Au Réfectoire des Cordeliers, du 26 au 29 mars 2026, parallèlement au Salon du Dessin (Palais Brongniart) et à la Drawing Now Art Fair (Carreau du Temple), Paris Print Fair organisée par la Chambre Syndicale de l’Estampe, du Dessin, et du Tableau, fêtait son 5e anniversaire en conservant son modèle intimiste.

Le salon de l’Estampe mettait en avant les techniques de reproduction du dessin.

Le CSEDT soulignait : « Au-delà de la présentation d’œuvres historiques et modernes, la foire rappelle le rôle essentiel de l’estampe dans la diffusion des idées, des techniques et des esthétiques à travers les siècles. »

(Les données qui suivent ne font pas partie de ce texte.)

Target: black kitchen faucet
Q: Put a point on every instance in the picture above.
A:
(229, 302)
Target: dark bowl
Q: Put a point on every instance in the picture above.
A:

Sous le parrainage du ministère de la Culture cette foire dédiée à l’estampe a réuni 25 galeries dont 13 internationales, mais aussi une association que nous retrouvons chaque année avec plaisir, l’association Les Amateurs d’estampes.
Leur stand est préparé avec soin par Gérard Jouhet, leur secrétaire qui nous présente toujours des découvertes étonnantes faites par leurs membres. Cette année, une épreuve sur vergé d’un tirage à 12 exemplaires, un rarissime Bois Protat (fin XIVe siècle- tout début XVe), découvert en 1899, sur une marche d’escalier. Une gravure sur bois de La Naissance de la Vierge, Albrecht Durer ou encore La sortie du bain d’Edgar Degas, 20e état…
Au fil des deux allées quelques œuvres accrochées :

Galerie Helmut Rumbler (Francfort), Le Palais des Doges de Bernard Buffet (imprimé par Mourlot, éd. Maurice Garnier, 1966).
Pia Gallo (New York) : Vive le tzar ou le coq de France de Félix Bracquemond (1893).
Galerie Arenthon (Paris) : une lithographie de Chagal, Le trèfle Blanc de Miro, l‘Enfance d’Ubu (1975) (lithographie Maeght).
Galerie Sagot-Le Garrec (Paris) : des tirages de Gauguin (1898-1899) sur Japon pelure ; La Vague de Maillol (1895-1898)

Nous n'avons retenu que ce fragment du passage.